Joy is a bulimic, drug-addicted supermodel who is escaping from the rehab center where her fellow models dropped her off. Jude is the drug-abusing lead singer for a famous rock band whose members leave him lying drunk on the ground outside of the same rehab clinic. Upon breaking out of the center, Joy encounters Jude, and helps drag him back to her Parisian apartment. There, away from the ever-prying eyes of the public, they try to kick their respective habits while realizing that, while they are famous, no one really knows them; that they are, in a sense, invisible. They spend the next several days together sorting out their fame, desires, dreams, and fears.

While this may sound like a typical two-person dialogue-based movie, director Noah Stern has done a good job making it both creative and different. One of the things that makes this film unique is who Joy and Jude are. As a supermodel and rock singer, they are living the lives that millions of men and women only dream about; but for them, it's empty. They have a strange vulnerability with one another because of their similar problems; they're both junkies and they know it, so they don't have to put up any pretenses about who they really are. This openness gives them the ability to be completely forthright and cut through all of the crap and fake images they have bought into. However, such vulnerability means that Joy and Jude each have to face up to those things they fear and have been running from the most: themselves.

Joy is terrified of being alone and unloved. She only feels accepted because of who she is, and knows that as soon as someone skinnier or prettier comes along, she'll be forgotten. This is what drives her addictions. Jude experienced great acclaim with his first album and mediocre success with his second. He wonders if it is possible to have a truly successful "follow up" in the art of music and regain the fame he once had. Like Joy, he knows that his "famous" position is tenuous and will be lost as soon as someone more talented comes along.

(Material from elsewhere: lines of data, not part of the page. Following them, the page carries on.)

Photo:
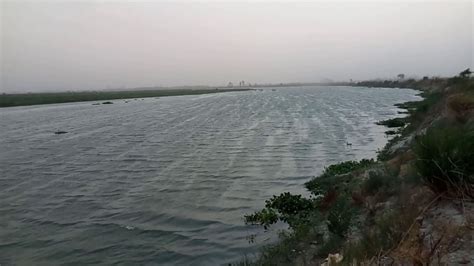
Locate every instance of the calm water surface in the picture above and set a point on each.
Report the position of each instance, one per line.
(167, 181)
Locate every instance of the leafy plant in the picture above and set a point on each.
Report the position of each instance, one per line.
(286, 207)
(324, 182)
(339, 217)
(445, 157)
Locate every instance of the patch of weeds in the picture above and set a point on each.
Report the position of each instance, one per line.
(445, 159)
(394, 122)
(331, 175)
(331, 245)
(387, 232)
(385, 183)
(339, 217)
(289, 208)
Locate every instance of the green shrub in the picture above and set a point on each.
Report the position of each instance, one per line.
(286, 207)
(339, 217)
(386, 232)
(445, 159)
(394, 122)
(326, 181)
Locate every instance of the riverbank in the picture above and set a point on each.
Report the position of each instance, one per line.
(23, 99)
(412, 205)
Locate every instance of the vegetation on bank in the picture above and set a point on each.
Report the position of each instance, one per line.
(8, 100)
(368, 210)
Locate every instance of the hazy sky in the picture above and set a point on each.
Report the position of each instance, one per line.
(109, 44)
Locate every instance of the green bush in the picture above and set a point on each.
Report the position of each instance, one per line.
(289, 208)
(445, 159)
(339, 217)
(326, 181)
(394, 122)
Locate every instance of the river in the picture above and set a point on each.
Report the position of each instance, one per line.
(166, 181)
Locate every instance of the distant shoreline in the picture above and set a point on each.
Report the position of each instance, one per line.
(26, 99)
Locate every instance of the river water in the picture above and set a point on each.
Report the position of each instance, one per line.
(167, 181)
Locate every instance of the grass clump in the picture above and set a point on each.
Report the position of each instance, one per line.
(331, 175)
(445, 157)
(394, 122)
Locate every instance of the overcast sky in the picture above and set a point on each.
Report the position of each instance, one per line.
(98, 45)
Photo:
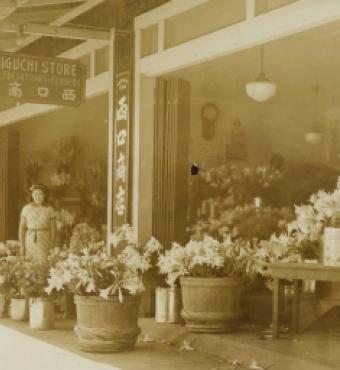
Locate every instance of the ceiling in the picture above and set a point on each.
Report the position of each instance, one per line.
(296, 63)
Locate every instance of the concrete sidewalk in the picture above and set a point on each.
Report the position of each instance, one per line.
(24, 349)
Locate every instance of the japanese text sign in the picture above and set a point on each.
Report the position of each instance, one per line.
(27, 78)
(121, 149)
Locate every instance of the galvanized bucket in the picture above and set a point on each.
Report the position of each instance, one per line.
(168, 302)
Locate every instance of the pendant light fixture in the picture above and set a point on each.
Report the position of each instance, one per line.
(261, 89)
(314, 136)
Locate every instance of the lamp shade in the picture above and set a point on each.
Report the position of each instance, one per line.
(261, 89)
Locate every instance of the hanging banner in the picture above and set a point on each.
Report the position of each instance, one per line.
(121, 149)
(26, 78)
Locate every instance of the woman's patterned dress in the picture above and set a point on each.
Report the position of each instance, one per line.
(38, 233)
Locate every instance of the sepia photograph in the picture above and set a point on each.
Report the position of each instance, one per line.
(169, 184)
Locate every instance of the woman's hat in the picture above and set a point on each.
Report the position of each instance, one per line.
(41, 187)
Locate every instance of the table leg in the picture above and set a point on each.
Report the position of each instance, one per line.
(276, 301)
(295, 307)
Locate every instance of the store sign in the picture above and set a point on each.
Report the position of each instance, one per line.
(26, 78)
(121, 149)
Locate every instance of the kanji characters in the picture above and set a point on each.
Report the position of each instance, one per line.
(15, 90)
(123, 110)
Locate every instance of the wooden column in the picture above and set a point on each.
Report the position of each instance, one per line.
(9, 185)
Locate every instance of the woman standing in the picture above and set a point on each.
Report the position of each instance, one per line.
(37, 229)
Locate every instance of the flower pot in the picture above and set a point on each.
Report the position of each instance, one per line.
(168, 305)
(331, 246)
(41, 313)
(211, 305)
(4, 305)
(309, 286)
(18, 309)
(106, 325)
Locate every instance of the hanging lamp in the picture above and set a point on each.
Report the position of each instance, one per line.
(261, 89)
(314, 136)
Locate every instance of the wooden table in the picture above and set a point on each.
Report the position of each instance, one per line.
(297, 272)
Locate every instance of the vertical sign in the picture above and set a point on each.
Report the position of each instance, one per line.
(121, 149)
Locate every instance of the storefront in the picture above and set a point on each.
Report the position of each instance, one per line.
(194, 61)
(65, 148)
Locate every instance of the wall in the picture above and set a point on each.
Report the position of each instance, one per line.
(40, 136)
(270, 129)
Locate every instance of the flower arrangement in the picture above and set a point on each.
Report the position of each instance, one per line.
(34, 280)
(301, 238)
(103, 275)
(207, 257)
(19, 285)
(82, 236)
(243, 183)
(246, 222)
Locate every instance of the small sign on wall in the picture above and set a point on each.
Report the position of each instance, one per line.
(121, 149)
(42, 80)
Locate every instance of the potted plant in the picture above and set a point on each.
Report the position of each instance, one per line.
(8, 250)
(210, 273)
(167, 299)
(41, 306)
(106, 291)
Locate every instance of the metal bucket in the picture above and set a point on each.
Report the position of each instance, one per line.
(41, 314)
(331, 246)
(168, 304)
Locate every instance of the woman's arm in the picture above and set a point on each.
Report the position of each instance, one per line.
(22, 232)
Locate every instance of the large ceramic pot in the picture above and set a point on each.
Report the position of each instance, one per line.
(211, 305)
(18, 309)
(41, 313)
(106, 325)
(4, 305)
(168, 305)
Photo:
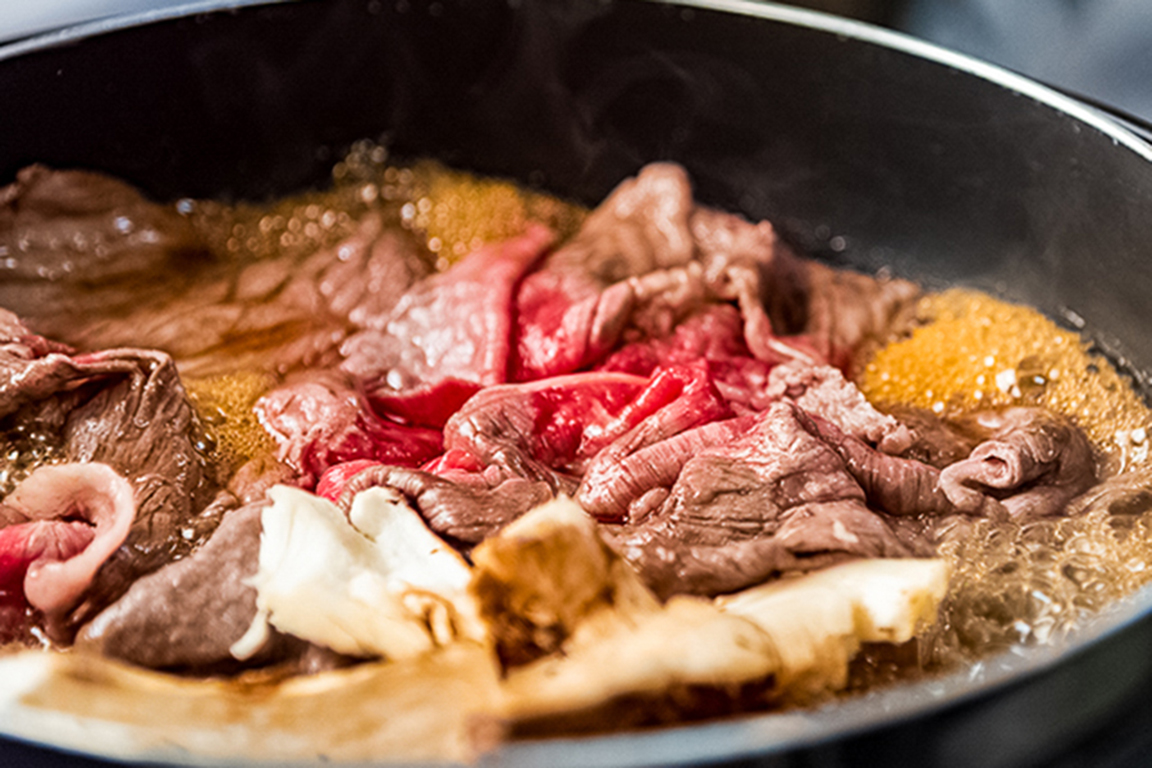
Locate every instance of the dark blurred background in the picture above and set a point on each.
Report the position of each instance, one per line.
(1099, 48)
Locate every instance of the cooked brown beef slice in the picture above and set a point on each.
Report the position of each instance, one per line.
(464, 508)
(188, 614)
(124, 408)
(86, 250)
(823, 390)
(620, 480)
(899, 486)
(775, 500)
(143, 426)
(1035, 462)
(77, 242)
(447, 337)
(839, 310)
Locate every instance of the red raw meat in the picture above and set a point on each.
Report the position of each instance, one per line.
(448, 336)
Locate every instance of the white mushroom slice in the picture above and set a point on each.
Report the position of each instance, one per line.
(818, 621)
(399, 593)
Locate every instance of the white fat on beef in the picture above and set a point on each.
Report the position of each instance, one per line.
(378, 583)
(99, 507)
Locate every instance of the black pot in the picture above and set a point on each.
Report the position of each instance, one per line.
(866, 147)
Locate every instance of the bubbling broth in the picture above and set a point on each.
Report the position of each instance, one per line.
(544, 438)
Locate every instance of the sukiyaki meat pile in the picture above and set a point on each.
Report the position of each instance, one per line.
(260, 442)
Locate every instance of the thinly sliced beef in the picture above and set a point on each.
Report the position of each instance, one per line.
(571, 311)
(463, 508)
(823, 390)
(448, 336)
(124, 409)
(187, 615)
(61, 524)
(1030, 463)
(558, 425)
(838, 311)
(319, 420)
(622, 484)
(778, 499)
(76, 244)
(95, 265)
(1033, 461)
(714, 335)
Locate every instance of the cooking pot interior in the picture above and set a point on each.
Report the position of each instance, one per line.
(862, 152)
(864, 147)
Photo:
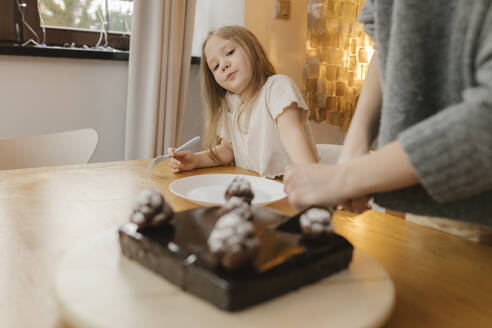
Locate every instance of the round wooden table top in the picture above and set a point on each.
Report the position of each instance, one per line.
(440, 280)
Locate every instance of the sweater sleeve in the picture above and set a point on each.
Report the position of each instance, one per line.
(462, 134)
(367, 17)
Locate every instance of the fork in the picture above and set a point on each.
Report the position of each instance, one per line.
(184, 146)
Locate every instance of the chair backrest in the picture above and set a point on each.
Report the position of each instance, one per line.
(63, 148)
(328, 153)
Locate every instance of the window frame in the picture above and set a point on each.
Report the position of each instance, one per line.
(55, 36)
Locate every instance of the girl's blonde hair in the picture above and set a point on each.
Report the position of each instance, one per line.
(214, 94)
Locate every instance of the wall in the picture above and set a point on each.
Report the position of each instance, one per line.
(210, 14)
(284, 41)
(45, 95)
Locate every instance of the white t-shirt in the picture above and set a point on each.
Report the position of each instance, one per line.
(257, 144)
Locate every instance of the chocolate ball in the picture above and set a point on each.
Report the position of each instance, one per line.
(151, 210)
(316, 222)
(233, 241)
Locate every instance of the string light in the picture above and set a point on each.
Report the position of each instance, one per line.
(338, 54)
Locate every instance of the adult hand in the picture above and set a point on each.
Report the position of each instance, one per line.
(314, 184)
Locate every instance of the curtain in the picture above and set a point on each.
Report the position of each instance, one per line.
(159, 66)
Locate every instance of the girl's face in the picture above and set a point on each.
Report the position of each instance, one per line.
(228, 63)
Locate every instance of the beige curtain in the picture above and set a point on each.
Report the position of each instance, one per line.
(159, 66)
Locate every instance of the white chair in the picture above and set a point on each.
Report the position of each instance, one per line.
(328, 153)
(63, 148)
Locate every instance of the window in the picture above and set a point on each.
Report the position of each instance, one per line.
(78, 23)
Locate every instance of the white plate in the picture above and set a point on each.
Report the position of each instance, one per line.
(209, 189)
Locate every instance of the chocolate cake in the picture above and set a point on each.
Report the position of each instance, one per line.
(285, 259)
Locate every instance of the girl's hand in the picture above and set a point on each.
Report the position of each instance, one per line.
(184, 160)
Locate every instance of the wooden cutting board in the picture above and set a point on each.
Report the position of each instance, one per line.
(98, 287)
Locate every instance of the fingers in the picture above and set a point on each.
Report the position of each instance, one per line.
(175, 165)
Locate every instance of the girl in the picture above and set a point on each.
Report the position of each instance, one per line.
(257, 115)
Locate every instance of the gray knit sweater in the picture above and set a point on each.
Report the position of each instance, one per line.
(435, 62)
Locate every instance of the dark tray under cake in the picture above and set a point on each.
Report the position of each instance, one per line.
(286, 261)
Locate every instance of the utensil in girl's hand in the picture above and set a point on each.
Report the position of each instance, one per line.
(186, 145)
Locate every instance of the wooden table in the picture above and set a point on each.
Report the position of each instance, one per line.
(441, 280)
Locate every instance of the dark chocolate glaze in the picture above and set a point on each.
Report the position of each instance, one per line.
(286, 260)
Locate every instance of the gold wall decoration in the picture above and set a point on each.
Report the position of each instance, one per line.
(338, 53)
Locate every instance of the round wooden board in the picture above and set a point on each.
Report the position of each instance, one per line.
(96, 286)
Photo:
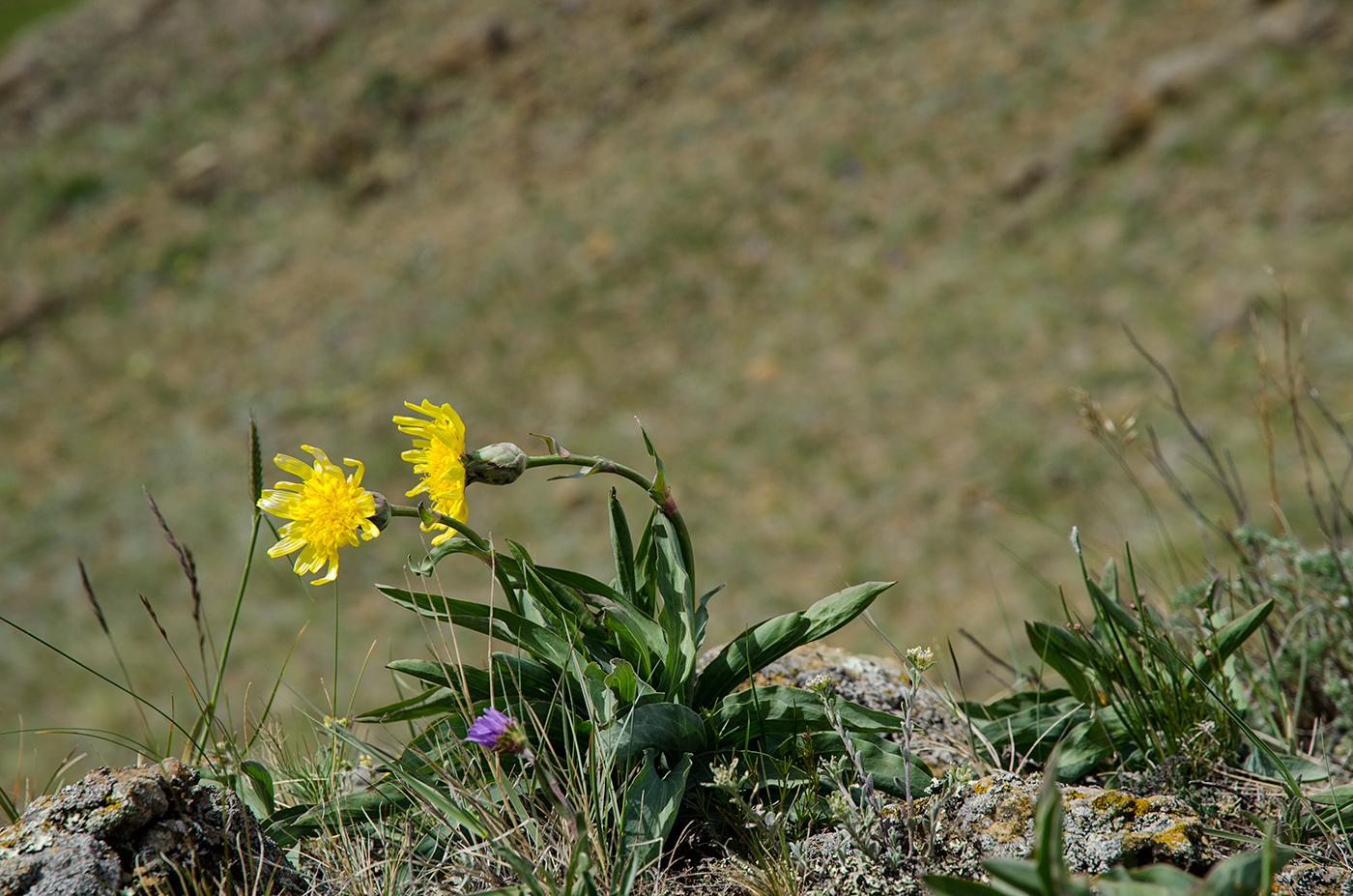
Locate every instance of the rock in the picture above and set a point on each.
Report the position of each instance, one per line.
(881, 683)
(131, 830)
(993, 817)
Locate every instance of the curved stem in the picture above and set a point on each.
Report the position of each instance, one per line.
(399, 510)
(662, 496)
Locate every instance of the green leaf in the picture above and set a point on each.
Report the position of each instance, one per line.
(1153, 880)
(678, 614)
(767, 642)
(624, 682)
(1230, 638)
(459, 544)
(703, 616)
(1032, 723)
(622, 551)
(1109, 612)
(540, 642)
(1065, 652)
(360, 805)
(1082, 750)
(1018, 876)
(666, 727)
(1049, 855)
(1335, 805)
(602, 704)
(651, 807)
(885, 761)
(1244, 875)
(260, 781)
(646, 566)
(778, 710)
(660, 479)
(435, 702)
(946, 885)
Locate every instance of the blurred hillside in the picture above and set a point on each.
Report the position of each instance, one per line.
(845, 260)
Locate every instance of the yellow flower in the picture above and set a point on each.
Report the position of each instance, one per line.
(327, 509)
(437, 455)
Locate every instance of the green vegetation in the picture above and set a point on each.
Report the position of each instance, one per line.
(845, 260)
(16, 15)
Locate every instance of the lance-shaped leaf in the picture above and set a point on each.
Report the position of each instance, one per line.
(1066, 654)
(541, 643)
(778, 710)
(1230, 638)
(622, 551)
(678, 614)
(774, 638)
(651, 805)
(666, 727)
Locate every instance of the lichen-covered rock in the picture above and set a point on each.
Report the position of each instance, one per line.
(993, 817)
(1305, 879)
(138, 830)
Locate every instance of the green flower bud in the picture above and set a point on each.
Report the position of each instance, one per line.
(382, 516)
(498, 465)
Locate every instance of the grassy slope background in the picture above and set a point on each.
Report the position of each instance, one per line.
(845, 260)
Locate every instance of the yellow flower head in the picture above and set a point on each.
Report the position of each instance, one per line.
(439, 447)
(327, 509)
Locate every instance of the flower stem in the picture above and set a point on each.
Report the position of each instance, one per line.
(662, 496)
(401, 510)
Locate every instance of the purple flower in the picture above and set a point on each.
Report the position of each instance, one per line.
(498, 731)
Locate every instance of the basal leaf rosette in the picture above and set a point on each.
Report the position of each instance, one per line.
(439, 458)
(327, 509)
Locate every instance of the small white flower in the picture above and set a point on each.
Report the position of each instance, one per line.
(920, 658)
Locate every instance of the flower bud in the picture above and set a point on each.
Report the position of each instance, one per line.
(497, 465)
(382, 516)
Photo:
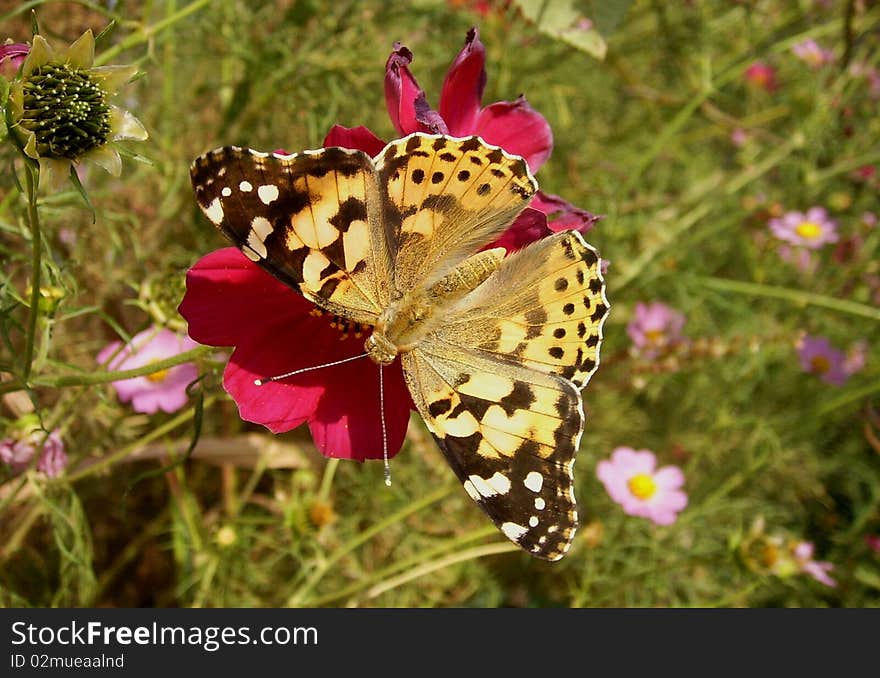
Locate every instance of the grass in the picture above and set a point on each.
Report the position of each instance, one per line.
(772, 455)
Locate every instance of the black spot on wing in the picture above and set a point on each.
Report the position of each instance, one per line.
(353, 209)
(520, 398)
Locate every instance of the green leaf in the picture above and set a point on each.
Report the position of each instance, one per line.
(572, 22)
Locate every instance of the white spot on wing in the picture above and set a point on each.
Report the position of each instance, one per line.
(500, 483)
(268, 193)
(513, 531)
(214, 211)
(482, 487)
(257, 245)
(534, 481)
(471, 490)
(262, 227)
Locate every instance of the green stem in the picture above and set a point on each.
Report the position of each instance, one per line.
(417, 560)
(118, 375)
(146, 33)
(327, 479)
(32, 177)
(297, 598)
(800, 297)
(428, 568)
(850, 397)
(123, 452)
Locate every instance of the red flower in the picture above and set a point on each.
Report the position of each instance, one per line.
(230, 301)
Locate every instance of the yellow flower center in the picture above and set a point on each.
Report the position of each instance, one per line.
(655, 336)
(820, 364)
(809, 230)
(642, 486)
(159, 376)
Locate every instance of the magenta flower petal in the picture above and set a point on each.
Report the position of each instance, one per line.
(278, 332)
(224, 287)
(401, 91)
(518, 128)
(463, 86)
(562, 215)
(359, 138)
(12, 56)
(347, 422)
(530, 226)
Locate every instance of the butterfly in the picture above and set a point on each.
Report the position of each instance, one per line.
(495, 348)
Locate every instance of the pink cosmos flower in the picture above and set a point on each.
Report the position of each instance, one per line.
(631, 480)
(819, 357)
(818, 570)
(164, 390)
(12, 56)
(515, 126)
(812, 54)
(230, 301)
(18, 451)
(811, 230)
(655, 328)
(763, 75)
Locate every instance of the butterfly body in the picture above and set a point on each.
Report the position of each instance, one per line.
(495, 349)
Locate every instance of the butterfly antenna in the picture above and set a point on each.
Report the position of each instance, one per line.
(278, 377)
(384, 427)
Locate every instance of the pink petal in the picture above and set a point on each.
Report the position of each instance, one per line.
(228, 298)
(276, 348)
(359, 138)
(401, 91)
(529, 226)
(562, 215)
(518, 129)
(669, 478)
(463, 86)
(347, 422)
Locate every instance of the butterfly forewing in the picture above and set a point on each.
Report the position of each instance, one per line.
(445, 199)
(313, 220)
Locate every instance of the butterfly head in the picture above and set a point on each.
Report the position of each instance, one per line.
(381, 350)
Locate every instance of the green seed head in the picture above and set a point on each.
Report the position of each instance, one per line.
(66, 110)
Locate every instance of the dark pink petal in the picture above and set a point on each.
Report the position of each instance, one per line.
(347, 422)
(562, 215)
(401, 91)
(272, 349)
(12, 56)
(341, 403)
(229, 298)
(428, 119)
(231, 301)
(529, 226)
(518, 128)
(463, 87)
(359, 138)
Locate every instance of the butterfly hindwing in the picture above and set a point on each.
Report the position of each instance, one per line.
(544, 309)
(313, 220)
(445, 198)
(509, 433)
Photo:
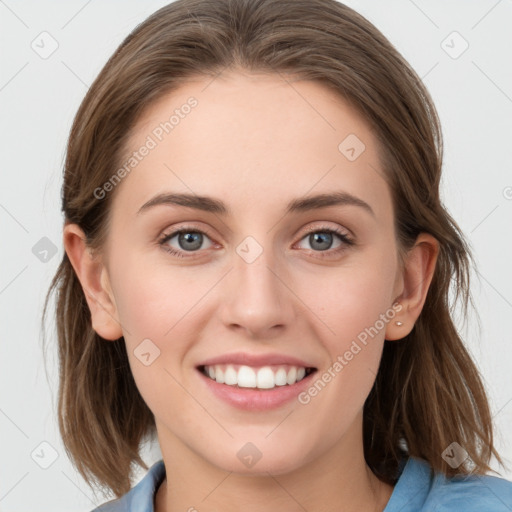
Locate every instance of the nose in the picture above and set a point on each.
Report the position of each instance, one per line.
(257, 297)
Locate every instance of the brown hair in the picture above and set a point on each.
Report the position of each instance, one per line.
(428, 392)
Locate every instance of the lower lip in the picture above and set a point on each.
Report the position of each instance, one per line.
(256, 399)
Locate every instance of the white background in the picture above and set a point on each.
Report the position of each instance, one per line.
(38, 99)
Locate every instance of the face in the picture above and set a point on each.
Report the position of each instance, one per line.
(252, 282)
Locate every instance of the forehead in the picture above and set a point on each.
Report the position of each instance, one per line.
(255, 140)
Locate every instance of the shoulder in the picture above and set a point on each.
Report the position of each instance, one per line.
(421, 489)
(141, 497)
(472, 493)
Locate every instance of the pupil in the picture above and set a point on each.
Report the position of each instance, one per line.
(191, 237)
(322, 237)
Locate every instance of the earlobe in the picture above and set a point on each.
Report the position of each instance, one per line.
(419, 267)
(93, 277)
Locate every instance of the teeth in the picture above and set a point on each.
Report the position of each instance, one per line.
(265, 377)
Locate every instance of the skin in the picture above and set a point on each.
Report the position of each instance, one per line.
(256, 142)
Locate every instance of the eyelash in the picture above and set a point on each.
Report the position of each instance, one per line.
(347, 241)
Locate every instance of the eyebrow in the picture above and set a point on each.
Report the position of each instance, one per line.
(301, 204)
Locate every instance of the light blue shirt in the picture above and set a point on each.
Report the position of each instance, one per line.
(415, 491)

Joy is an emaciated model that
hates what her life has become...
...Jude is a rocker that can't seem
to avoid the drugs that will kill him.

The precarious celebrity that drives their addictions and the willing vulnerability Joy and Jude share make for some very cathartic and thought-provoking scenes, especially two in particular. First, Jude comes across a crumpled-up admission form to the rehab clinic and decides to ask Joy to fill it in with him, just for kicks. (He cynically jests at the process as a game which he calls, "Madlibs for Junkies.") One of the questions on the form is "Why do you think you abuse addictive substances?" Joy gives an initial pat answer, but Jude presses her. Finally, she bursts out, "I'm a blood-drained, piece-of-meat, bulimic poster girl for fun and fashion… I don't eat. I don't sleep. I don't sh--. But that's okay. As long I can stick a needle between my toes… And I don't think anyone would give me so much as a flying f--- if it wasn't for who I was. Am. Whatever." Finally spent, she collapses in a chair and sobs, "You know, this is worse than rehab. This is hell." Meanwhile Jude, afraid that his addiction will one day kill him although he is unable to stop, points out that some of the most famous and talented musicians have fallen victim to drugs. When Joy flippantly tells him to try to name ten, he ticks off a list that includes Janis Joplin, Jimi Hendrix, Mama Cass Elliot, and John Lennon. To hear his strangely logical reasoning is to more completely understand his strangely tormented personality, as well as to make one think about the points he brings up.

As they survive on pizza delivery, their topics of discussion range from quirky (how Babar the Elephant had it together), to personal (what other musicians/supermodels have you slept with?), to analytical (the quality of music has gone downhill). Over the following days, Jude and Joy experience their own "rehab" more liberating than any clinic program; they finally stop avoiding their fears and illusions and face them. In doing so, they find freedom to follow their true paths in life.